Displaying Chinese characters in a UTF-8 list/menu form element does not display correctly on IE 6+ (the HTML form drop down menu/list shows all the characters as boxes). Has anyone found a workaround or solution for this? It works fine in the other browsers I've tested (Safari, Netscape, Mozilla).

bill

1:03 am on Sep 5, 2007 (gmt 0)

WebmasterWorld Senior Member 10+ Year Member Top Contributors Of The Month



Welcome to WebmasterWorld webber01.

I've done drop-down boxes on my Chinese sites and haven't encountered any particular problems. What DTD are you using? Is the entire page UTF-8? Are you specifying the language in the headers?

webber01

5:49 pm on Sep 5, 2007 (gmt 0)

10+ Year Member



The headers I'm specifying as UTF-8 as the encoding. The information is coming from a UTF-8 mysql database and works fine in everything but IE.

Here's the DTD headers:

<!DOCTYPE HTML PUBLIC "-//W3C//DTD HTML 4.01 Transitional//EN">
<html>
<head>
<meta http-equiv="Content-Type" content="text/html; charset=utf-8">

What I'm attempting to do is have a form list for selecting the language with English with the Chinesem translation in parenthesis next to it and if you select the Chinese site, have the Chinese text with the English translation in parenthesis beside it. Is this possible?

bill

2:52 am on Sep 6, 2007 (gmt 0)

WebmasterWorld Senior Member 10+ Year Member Top Contributors Of The Month



Are you using PHP at all?

Here's an idea: Try adding the language attribute to some of the form tags and test to see whether IE will work with it. For example, try this

lang="zh-CN"
in the
select
tag.

DamonHD

9:16 am on Sep 6, 2007 (gmt 0)

WebmasterWorld Senior Member 10+ Year Member



If any component between your page text and the browser display munges 8-bit characters then stuff won't work right.
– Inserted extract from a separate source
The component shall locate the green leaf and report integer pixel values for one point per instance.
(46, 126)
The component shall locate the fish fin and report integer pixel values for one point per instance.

What I do is declare the content type as UTF-8, but then encode all non-7-bit characters as entity codes so they are actually sent down the wire as 7-bit, eg:

&#x4e2d;&#x56fd;, &#x4e2d;&#x534e;

The effect of the UTF-declaration is then only used to tell the browser how to handle the >7-bit characters AFTER they have been decoded, but is not actually used to encode the text on-the-wire.

Rgds

Damon

PS. Also make sure that you set the content-type in the real HTTP header, not the meta-header in the body, since that may be too late and the browser may have already committed to a particular decoding before it sees the meta headers.